Une adaptation théâtrale du roman populaire "Pham Tai et Ngoc Hoa". |
Les romans populaires en nôm (idéogrammes vietnamiens), écrits en distiques six+huit syllabes typiquement vietnamiens, ont vu le jour à la fin du XVIIe siècle pour se développer jusqu’au début du XIXe siècle.
L’un des plus aimés du peuple est sans doute Pham Tai et Ngoc Hoa. L’œuvre chante un amour des plus pures entre deux jeunes gens de classes sociales différentes et son héroïne qui ose rompre avec les traditions de passivité féminine pour défendre avec acharnement son bonheur. Malgré ce défi à l’ordre confucéen, l’amour ne peut être conçu en dehors du mariage.
La douce et belle Ngoc Hoa est la fille d’un mandarin de famille riche. Prenant en pitié Pham Tai, orphelin de père et de mère qui vit de mendicité, elle lui donne régulièrement du riz et de l’argent. Cette compassion se mue rapidement en amour et les parents de Ngoc Hoa consentent à unir les deux jeunes gens par le mariage.
C’est un affront personnel pour Diên Biên, un gredin de la pire espèce qui a demandé en vain la main de la jeune fille.
Pour se venger, il présente au roi Trang Vuong une statuette de Ngoc Hoa en bois de santal. Le monarque ordonne de faire venir la nouvelle mariée à la Cour. Mais elle refuse d’entrer au harem.
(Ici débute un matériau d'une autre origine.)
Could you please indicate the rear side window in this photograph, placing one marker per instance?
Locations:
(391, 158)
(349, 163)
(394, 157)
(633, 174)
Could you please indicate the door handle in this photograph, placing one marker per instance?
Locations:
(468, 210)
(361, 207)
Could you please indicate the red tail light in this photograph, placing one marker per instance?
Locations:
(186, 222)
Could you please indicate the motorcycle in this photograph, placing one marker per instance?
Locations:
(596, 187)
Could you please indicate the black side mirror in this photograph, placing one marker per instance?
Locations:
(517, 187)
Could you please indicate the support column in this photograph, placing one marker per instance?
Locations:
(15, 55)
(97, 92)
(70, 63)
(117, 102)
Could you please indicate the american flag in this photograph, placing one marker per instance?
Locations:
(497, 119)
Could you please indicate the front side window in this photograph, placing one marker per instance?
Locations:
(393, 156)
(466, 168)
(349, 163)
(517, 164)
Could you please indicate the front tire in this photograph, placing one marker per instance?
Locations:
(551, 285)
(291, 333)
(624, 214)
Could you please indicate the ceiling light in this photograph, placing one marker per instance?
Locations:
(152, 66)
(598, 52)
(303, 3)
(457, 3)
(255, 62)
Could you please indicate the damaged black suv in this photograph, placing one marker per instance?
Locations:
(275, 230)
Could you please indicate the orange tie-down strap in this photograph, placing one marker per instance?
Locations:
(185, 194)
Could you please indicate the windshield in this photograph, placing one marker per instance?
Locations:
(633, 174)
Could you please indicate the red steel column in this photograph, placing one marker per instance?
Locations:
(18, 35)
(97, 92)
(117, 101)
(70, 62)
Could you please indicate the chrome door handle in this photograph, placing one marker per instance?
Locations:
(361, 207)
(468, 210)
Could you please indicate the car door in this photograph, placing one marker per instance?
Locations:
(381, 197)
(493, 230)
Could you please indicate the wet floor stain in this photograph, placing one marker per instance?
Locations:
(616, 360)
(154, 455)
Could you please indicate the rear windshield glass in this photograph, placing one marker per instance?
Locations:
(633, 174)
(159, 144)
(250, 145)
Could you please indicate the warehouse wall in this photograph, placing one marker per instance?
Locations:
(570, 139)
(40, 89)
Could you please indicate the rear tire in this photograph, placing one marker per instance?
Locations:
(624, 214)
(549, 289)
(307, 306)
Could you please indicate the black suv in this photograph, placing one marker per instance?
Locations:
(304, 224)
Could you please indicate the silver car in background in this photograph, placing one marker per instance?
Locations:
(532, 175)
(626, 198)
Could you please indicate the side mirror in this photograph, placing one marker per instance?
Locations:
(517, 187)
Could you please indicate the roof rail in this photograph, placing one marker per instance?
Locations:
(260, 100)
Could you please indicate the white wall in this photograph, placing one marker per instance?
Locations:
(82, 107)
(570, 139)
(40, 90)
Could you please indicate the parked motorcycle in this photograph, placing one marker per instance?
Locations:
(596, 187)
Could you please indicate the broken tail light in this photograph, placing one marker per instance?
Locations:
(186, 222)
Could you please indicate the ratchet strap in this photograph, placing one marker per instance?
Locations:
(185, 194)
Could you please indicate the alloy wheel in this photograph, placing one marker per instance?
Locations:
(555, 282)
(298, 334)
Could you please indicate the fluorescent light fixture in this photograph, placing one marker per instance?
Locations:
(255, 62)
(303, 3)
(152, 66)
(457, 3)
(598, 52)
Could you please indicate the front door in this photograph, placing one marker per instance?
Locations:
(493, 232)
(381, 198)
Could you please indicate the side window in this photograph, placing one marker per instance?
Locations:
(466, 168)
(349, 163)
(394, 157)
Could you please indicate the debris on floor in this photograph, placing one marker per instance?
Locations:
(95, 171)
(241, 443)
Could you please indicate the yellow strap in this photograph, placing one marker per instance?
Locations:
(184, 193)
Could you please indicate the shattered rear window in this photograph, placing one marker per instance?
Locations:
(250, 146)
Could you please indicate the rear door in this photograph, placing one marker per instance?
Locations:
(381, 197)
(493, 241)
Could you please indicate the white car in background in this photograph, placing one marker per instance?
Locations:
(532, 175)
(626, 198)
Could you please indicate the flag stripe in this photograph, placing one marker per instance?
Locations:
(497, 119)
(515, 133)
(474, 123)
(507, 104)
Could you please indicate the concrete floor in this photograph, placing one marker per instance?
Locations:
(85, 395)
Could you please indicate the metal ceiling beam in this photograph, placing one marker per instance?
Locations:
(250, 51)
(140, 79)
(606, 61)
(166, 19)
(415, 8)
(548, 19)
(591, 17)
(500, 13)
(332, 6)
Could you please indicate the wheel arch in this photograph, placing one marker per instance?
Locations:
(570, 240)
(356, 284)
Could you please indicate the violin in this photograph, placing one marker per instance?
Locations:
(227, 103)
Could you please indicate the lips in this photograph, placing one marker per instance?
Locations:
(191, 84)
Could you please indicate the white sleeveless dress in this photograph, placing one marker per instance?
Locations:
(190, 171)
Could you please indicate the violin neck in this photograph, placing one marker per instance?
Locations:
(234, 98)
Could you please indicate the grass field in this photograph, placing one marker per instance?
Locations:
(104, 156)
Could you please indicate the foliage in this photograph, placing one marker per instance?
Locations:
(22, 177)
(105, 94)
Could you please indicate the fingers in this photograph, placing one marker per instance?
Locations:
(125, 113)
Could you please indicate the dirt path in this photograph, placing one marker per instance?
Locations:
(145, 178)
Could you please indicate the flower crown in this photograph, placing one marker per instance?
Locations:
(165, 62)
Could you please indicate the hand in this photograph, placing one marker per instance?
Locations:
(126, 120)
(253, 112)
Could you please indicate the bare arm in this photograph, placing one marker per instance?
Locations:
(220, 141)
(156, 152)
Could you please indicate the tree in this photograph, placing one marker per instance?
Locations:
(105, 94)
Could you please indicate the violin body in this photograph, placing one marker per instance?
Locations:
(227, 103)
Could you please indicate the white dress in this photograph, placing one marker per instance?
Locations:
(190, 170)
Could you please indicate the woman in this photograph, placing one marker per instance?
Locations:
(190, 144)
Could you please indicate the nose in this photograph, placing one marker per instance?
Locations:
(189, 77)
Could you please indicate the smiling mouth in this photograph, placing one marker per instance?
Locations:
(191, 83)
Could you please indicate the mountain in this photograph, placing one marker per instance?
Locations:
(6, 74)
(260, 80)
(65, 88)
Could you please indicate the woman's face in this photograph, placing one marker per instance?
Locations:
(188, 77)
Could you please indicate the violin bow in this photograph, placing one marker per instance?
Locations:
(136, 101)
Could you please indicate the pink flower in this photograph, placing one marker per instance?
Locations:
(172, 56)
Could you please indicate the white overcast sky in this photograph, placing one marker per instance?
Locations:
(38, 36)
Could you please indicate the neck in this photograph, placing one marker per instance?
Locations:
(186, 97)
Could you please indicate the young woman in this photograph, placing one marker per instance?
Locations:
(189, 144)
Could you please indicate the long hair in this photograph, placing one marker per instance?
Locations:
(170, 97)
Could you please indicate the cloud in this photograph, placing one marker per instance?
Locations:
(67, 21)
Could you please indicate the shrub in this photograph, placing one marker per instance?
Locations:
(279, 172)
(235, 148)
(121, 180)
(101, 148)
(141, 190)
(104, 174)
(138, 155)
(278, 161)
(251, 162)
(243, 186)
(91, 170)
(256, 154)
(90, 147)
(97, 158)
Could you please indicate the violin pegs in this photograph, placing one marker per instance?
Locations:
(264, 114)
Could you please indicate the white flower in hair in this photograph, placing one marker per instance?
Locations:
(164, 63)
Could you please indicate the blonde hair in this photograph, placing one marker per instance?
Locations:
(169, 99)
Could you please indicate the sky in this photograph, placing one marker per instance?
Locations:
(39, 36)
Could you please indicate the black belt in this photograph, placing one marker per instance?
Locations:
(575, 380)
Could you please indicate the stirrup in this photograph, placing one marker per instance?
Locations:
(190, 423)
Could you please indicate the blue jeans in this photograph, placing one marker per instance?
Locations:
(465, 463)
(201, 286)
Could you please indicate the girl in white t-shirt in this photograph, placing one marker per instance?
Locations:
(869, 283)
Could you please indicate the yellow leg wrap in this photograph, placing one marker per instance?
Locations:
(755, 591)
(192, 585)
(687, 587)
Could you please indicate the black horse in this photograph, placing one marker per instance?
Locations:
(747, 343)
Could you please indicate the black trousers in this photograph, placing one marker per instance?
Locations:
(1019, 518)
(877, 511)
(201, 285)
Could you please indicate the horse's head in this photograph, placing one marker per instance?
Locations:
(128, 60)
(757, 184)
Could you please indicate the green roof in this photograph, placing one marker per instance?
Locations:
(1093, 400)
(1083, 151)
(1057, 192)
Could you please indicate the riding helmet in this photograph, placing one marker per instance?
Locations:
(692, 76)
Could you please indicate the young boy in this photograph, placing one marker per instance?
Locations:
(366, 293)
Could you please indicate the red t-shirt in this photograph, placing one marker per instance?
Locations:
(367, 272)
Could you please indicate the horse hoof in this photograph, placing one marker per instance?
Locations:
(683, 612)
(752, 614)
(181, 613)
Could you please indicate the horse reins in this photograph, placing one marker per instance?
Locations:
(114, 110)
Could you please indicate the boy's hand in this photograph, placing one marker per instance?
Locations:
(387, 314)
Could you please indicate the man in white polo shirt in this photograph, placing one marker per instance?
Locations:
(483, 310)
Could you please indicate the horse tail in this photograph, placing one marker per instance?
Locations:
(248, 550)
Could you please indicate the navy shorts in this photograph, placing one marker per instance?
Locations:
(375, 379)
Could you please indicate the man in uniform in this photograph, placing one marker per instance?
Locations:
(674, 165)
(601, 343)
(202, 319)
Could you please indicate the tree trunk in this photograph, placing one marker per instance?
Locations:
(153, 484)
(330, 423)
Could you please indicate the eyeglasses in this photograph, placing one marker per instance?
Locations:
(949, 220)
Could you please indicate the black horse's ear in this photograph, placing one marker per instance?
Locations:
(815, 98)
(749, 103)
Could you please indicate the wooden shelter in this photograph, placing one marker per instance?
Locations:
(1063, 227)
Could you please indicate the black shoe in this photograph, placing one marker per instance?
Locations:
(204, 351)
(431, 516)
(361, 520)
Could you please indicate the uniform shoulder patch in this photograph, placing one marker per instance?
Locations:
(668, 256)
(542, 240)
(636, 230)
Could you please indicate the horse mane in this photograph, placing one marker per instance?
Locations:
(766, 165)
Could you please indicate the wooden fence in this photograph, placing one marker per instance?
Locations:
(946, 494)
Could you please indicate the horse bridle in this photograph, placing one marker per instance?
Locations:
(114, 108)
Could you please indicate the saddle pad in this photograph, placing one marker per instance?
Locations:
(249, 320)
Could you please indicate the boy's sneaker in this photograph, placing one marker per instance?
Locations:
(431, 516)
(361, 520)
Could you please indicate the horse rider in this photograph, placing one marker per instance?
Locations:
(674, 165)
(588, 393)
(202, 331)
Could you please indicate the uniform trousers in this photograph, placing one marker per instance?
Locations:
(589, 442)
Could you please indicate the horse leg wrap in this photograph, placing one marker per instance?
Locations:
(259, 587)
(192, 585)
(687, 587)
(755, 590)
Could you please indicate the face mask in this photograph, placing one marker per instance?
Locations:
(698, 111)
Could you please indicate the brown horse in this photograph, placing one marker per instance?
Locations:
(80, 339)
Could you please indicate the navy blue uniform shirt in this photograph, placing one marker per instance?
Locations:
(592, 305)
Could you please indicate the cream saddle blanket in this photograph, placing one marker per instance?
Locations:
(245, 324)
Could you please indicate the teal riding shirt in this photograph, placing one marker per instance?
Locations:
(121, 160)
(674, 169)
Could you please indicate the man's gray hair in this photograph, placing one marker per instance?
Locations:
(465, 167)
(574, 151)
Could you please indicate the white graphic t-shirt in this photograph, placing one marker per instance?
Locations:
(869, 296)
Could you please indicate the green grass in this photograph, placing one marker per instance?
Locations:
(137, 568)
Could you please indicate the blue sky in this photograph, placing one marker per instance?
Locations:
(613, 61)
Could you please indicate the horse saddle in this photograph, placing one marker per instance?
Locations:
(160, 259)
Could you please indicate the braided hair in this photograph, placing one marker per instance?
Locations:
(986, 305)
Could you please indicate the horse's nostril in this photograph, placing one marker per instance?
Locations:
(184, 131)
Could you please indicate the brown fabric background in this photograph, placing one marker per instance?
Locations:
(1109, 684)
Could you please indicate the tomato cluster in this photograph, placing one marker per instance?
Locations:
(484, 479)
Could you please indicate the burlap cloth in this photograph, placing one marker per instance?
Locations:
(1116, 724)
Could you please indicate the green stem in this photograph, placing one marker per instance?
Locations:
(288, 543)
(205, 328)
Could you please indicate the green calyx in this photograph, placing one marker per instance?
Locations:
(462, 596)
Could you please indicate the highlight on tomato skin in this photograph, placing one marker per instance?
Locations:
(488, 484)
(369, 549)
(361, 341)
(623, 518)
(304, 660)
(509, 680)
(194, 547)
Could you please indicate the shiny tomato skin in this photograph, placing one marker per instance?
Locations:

Le roi propose au mari richesse et honneurs. Pham Tai rejette l’offre et se retire dans une pagode, sachant qu’il ne pourrait rien contre le roi. Ce dernier fait empoisonner son rival.
Une fin heureuse
Les romans populaires exaltent souvent la fidélité conjugale. |
Photo : CTV/CVN |
Toujours fidèle à son mari, Ngoc Hoa use d’un stratagème : elle promet d’épouser le tyran s’il lui accorde trois ans pour porter le deuil de son mari.
À l’expiration de ce délai, elle se coupe la gorge pour rejoindre Pham Tai au Royaume des Ombres. Les deux époux portent plainte contre Trang Vuong. Le roi des Ténèbres fait jeter le coupable dans un vase d’huile brûlante et permet aux victimes de revenir au monde des mortels où Pham Tai devient roi à la place de Trang Vuong.
Dans la scène suivante, le roi propose un marché matrimonial aux deux époux :
…"Le roi Trang aussitôt fait venir Pham Tai :
Souverain de ce royaume, mandaté par le Ciel.
Je ne ravirai pas la femme d’un sujet.
Or pour or, je te propose ceci :
Je te donne la moitié de mes trois cents odalisques, Ngoc Hoa sera reine.
Comme un couple de phénix, nous régnerons
Aussi glorieux que les empereurs du passé.
Je t’accorderai titres et faveurs,
Tu seras en règle avec ta famille, comme avec l’État ?".
Pham Tai se prosterne et dit humblement :
"Sire, ma pauvre épouse est esclave du destin.
Croyant pouvoir remplir son devoir conjugal
Pour cent ans, elle a juré fidélité.
Il est écrit que les êtres divins doivent s’unir.
Je ne suis qu’un pauvre étudiant soucieux de suivre la voie des sages.
Je m’incline devant la volonté royale.
Je ne m’en prends qu’à mon triste sort.
Le Dieu du Mariage ne m’a guère comblé.
Une fois Ngoc Hoa intronisée, je regagnerai mon village.
Je cultiverai l’abstinence à l’ombre de Bouddha".
… Le roi Trang fait venir Ngoc Hoa :
"Ton mari, dit-il, à renoncer au monde est décidé.
J’attends ta décision, maître tout puissant.
J’ai daigné t’accorder mille et mille paroles !".
Elle s’agenouille et lui répond :
"Sire, nous sommes unis par
des liens du mariage.
Votre volonté va à l’encontre de la justice, vous êtes le soleil.
Mais la femme doit suivre son mari, fût-il un astre obscur.
… Le harem ne manque pas de beautés,
Pourquoi imposer votre volonté à une femme mariée ?
Si vous martyrisez mes joues roses,
Je choisirai la mort pour ne pas trahir mon époux…".